Filho de pais abastados, Georgie falou inglês antes do castelhano,
morou na Europa durante a 1.ª Guerra Mundial, em sua amada Genebra
(onde está enterrado), e na Espanha, até voltar à
Buenos Aires natal em 1921. Já era poeta. Seu primeiro livro, "Fervor
de Buenos Aires", começa com um elogio aos mortos da Recoleta,
o famoso cemitério portenho, onde estão todos os pais fundadores,
a elite, os grandes. Para horror de seus compatriotas, não quis
voltar para lá.
E já era crítico, respeitado e combativo. Escrevia em jornais,
fundava revistas, dirigia grupos literários, falava em tertúlias,
brigava com Deus e todo o mundo. O jovem intelectual não era de
brincadeiras. Em 1926, julho, publicou seu segundo livro de ensaios: "El
Tamano de mi Esperanza", 24 textos recolhidos de diversas publicações,
iniciados com uma série de defesas brutais do "criollismo",
do regionalismo, da nação argentina, e mais propriamente,
do ser portenho. Como ele disse depois, "tratei de ser argentino
como pude".
Muitos anos depois, escritor famoso, quase cego, ex-diretor da Biblioteca
Nacional, conferencista requisitado, Borges se encontrou com um grupo
de estudantes e admiradores em Oxford, na Grã-Bretanha. Um dos
presentes perguntou pelos ensaios de 1926. Borges desconversou, disse
que era mentira, que o livro não existia, que esquecessem dele.
No dia seguinte, um estudante chamou-o e disse que encontrara um exemplar
na bilioteca de sua faculdade. Borges virou-se para Maria Kodama (sua
segunda mulher e curadora de seu espólio literário) e disse
que se sentia perdido. O passado o condenara.
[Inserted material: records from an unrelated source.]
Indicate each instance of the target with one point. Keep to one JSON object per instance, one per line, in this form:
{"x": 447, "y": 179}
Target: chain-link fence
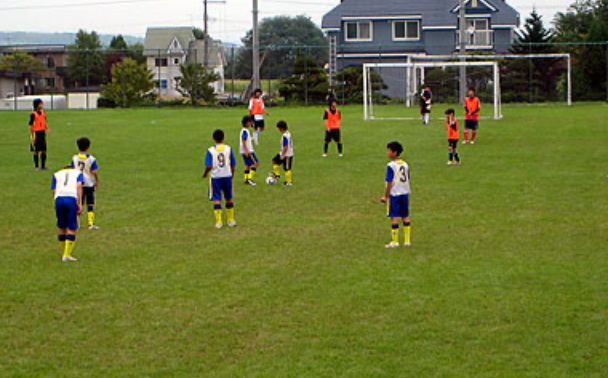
{"x": 300, "y": 75}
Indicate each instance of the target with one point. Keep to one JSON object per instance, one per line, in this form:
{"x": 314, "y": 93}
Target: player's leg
{"x": 215, "y": 195}
{"x": 70, "y": 208}
{"x": 254, "y": 167}
{"x": 227, "y": 190}
{"x": 287, "y": 168}
{"x": 405, "y": 217}
{"x": 475, "y": 126}
{"x": 276, "y": 166}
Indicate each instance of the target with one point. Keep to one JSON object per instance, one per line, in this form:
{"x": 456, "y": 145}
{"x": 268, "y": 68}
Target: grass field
{"x": 508, "y": 275}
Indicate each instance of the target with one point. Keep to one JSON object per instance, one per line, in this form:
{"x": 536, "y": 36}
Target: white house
{"x": 167, "y": 48}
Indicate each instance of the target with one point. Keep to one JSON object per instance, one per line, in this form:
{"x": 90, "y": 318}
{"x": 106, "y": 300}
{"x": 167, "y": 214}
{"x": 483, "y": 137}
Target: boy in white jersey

Qual passado? Nos anos 20, Borges defendia com tal vigor o vigor do castelhano
falado e escrito em uma Argentina de poucos autores que, mais tarde, ele
mesmo desconfiou que exagerara. Nos ensaios reunidos no livro (que esperou
finalmente 67 anos para reaparecer em castelhano), mudou palavras, cortando-lhe
o "d" final: "verdad" virava "verdá",
"ciudad", "ciudá", "realidad", "realidá".
Usou neologismos. Defendeu o "criollismo".
O "criollo" argentino é o descendente de espanhóis
nascido no Novo Mundo, que decidiu brigar com seus reinóis, e em
1810 e 1816, declarar sua independência, depois de expulsar por
duas vezes os ingleses de Buenos Aires. O livro de Borges é uma
apologia desse espírito: a criação de um país,
visto por ele através do prisma da criação de sua
língua, de sua cultura, de sua alma.
Para quem mais tarde sentiria um sagrado horror pela gíria típica
do portenho, o lunfardo, o livro não poderia mesmo cair-lhe bem.
E para quem, no auge da Guerra das Malvinas, em 1982, defendia a entrega
do arquipélago à Bolívia, um país privado
de mar, as 135 páginas de "El Tamano..." deviam parecer
uma insuportável concessão ao nacionalismo.
Kodama justifica a reedição do livro proibido pela condescendência
do autor, ao autorizar a famosa coleção "Bibliothèque
de la Pléiade" a publicar alguns dos ensaios na edição
das obras completas, cujo primeiro volume saiu em maio deste ano na França.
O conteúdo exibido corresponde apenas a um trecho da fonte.